Visitors could get bird's-eye view of Wake's Blue Jay Point park

mquillin@newsobserver.comMarch 18, 2013 

 

RALEIGH

— Things may be looking up at Blue Jay Point County Park on Falls Lake – about 40 feet up, where an outdoor recreation company wants to build a tree-top adventure course.

Paying patrons would ascend into the canopy of pines and hardwoods using harnesses and rope ladders. Then, on zip lines and rope swings, they would spend two to three hours flying between platforms and obstacles.

“It sounds like fun,” County Commissioner Betty Lou Ward said Monday, when the board of commissioners was asked to let the proposal move to the next step.

The board voted unanimously to develop an agreement between the county, which sub-leases the land for the park, the state, which holds the primary lease, and the U.S. Army Corps of Engineers, which owns it.

If all the entities can agree, Adventure Forest LLC co-owners Dan and Jenny D’Agostino said they could build their newest Go Ape course in about six weeks. But county parks and open space director Chris Snow said it could take months to get state and federal approval, so it may be next summer before a course is in place.

Adventure Forest first approached the county about building one of its courses in Wake in early 2011. Snow said county staff determined that Blue Jay Point would be the best fit for the project.

Adventure Forest has 28 of the courses in the United Kingdom, and Dan and Jenny D’Agostino of Rockville, Md., brought the concept to the United States. They have three course in operation: in Rockville, Williamsburg, Va., and Indianapolis, Ind.

“We’re very interested in coming here to Wake County,” Dan D’Agostino said Monday, in part because residents here tend to be active and engaged in outdoor activities. He also said the county government is known for its willingness to develop public-private partnerships.

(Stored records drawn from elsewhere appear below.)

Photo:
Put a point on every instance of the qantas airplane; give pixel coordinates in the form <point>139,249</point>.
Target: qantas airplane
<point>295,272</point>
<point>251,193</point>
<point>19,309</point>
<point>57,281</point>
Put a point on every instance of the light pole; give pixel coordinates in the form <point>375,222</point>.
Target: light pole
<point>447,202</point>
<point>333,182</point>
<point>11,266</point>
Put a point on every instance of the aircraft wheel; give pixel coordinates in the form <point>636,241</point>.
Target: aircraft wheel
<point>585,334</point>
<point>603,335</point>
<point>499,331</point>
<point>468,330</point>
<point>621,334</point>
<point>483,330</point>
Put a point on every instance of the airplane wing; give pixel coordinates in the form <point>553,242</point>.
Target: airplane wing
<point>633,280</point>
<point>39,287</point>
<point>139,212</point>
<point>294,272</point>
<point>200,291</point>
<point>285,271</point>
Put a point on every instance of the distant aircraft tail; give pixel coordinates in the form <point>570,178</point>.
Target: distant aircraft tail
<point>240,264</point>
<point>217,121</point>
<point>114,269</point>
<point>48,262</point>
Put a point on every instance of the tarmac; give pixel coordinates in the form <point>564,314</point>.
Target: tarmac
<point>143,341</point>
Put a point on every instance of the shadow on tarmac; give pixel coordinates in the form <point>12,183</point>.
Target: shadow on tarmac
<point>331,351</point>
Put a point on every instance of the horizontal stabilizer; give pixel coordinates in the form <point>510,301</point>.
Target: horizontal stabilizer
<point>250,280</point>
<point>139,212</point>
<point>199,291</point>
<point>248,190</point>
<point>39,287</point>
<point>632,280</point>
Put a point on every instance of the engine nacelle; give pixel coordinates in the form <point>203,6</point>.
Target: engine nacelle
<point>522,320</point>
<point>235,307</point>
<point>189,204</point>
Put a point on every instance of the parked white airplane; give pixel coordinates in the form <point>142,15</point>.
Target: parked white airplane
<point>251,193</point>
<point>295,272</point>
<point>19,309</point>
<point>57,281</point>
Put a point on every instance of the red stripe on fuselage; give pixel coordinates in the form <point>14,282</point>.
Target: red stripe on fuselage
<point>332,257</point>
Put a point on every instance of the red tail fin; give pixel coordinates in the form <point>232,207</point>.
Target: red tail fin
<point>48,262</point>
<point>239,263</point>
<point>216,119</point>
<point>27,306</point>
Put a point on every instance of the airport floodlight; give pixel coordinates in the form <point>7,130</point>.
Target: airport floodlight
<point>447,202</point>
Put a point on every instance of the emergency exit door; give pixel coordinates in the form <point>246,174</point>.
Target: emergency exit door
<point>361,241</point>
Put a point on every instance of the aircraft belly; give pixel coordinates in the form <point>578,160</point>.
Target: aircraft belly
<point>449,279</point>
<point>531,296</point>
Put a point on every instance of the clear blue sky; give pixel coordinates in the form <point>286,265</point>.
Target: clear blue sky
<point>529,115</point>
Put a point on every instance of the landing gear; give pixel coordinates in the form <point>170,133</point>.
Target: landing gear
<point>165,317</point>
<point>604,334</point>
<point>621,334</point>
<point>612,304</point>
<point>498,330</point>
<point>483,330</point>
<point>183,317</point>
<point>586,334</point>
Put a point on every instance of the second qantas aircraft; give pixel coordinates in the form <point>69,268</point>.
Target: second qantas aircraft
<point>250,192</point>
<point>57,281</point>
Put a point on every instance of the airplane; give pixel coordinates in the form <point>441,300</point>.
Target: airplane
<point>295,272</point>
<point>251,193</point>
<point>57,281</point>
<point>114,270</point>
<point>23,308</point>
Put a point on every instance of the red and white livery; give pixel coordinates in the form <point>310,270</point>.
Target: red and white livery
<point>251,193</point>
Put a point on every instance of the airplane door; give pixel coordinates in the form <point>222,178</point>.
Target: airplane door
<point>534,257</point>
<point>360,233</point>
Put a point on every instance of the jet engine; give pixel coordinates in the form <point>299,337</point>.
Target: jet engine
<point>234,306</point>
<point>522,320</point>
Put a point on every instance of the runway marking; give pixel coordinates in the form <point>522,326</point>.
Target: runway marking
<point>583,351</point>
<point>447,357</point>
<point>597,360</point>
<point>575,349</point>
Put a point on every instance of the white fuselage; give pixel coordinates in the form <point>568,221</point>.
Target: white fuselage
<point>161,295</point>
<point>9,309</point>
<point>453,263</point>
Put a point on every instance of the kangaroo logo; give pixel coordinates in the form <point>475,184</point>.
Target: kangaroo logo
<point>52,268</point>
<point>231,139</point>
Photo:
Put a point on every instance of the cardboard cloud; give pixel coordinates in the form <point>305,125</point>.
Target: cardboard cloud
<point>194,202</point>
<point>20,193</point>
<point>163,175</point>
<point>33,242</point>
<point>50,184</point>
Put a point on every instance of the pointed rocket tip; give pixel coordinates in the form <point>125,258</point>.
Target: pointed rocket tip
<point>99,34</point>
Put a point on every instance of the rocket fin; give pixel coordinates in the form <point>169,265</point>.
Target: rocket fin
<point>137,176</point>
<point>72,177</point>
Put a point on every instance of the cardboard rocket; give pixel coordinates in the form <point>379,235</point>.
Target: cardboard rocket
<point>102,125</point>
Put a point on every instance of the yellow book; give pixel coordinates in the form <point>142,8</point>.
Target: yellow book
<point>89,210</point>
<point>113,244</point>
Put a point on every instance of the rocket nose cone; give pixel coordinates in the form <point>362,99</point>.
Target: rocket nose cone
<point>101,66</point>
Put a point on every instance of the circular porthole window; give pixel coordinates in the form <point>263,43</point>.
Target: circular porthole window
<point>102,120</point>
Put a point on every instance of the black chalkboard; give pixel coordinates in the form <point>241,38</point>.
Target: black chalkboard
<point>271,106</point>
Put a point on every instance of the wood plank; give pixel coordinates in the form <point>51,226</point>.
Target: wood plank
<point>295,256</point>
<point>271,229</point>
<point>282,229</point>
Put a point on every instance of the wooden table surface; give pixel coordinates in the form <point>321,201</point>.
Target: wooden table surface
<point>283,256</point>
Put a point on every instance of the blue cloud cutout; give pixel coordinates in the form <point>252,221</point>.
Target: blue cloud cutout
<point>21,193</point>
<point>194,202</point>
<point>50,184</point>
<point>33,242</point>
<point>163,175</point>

Several county commissioners had questions about how the arrangement would work, including liability issues and whether the project represents a major shift from the county’s reliance on passive recreation in its parks rather than developing them for specific activities.

As a vendor, the company would bear the liability, county staff said. D’Agostino said that since he and his wife opened their first course in 2002, they have had no serious injuries among more than 3 million visitors.

The course would occupy 5 to 10 acres of the 234-acre park in the northern part of the county. Arborists would check the health of all the trees to be included in the course, D’Agostino said.

At the company’s existing courses, patrons include Scout groups, church youth groups, school and recreation programs, individuals and families. The course probably would cost about $35 for children, about $50 for adults. As plans firm up, a contract will spell out what percentage of ticket prices the company will pay to the county for use of the park.

Other Wake County parks have agreements with private vendors, such as Harris Lake, where visitors can rent paddle boards.

Snow said the course would allow visitors to “see Blue Jay Point from a totally different perspective.”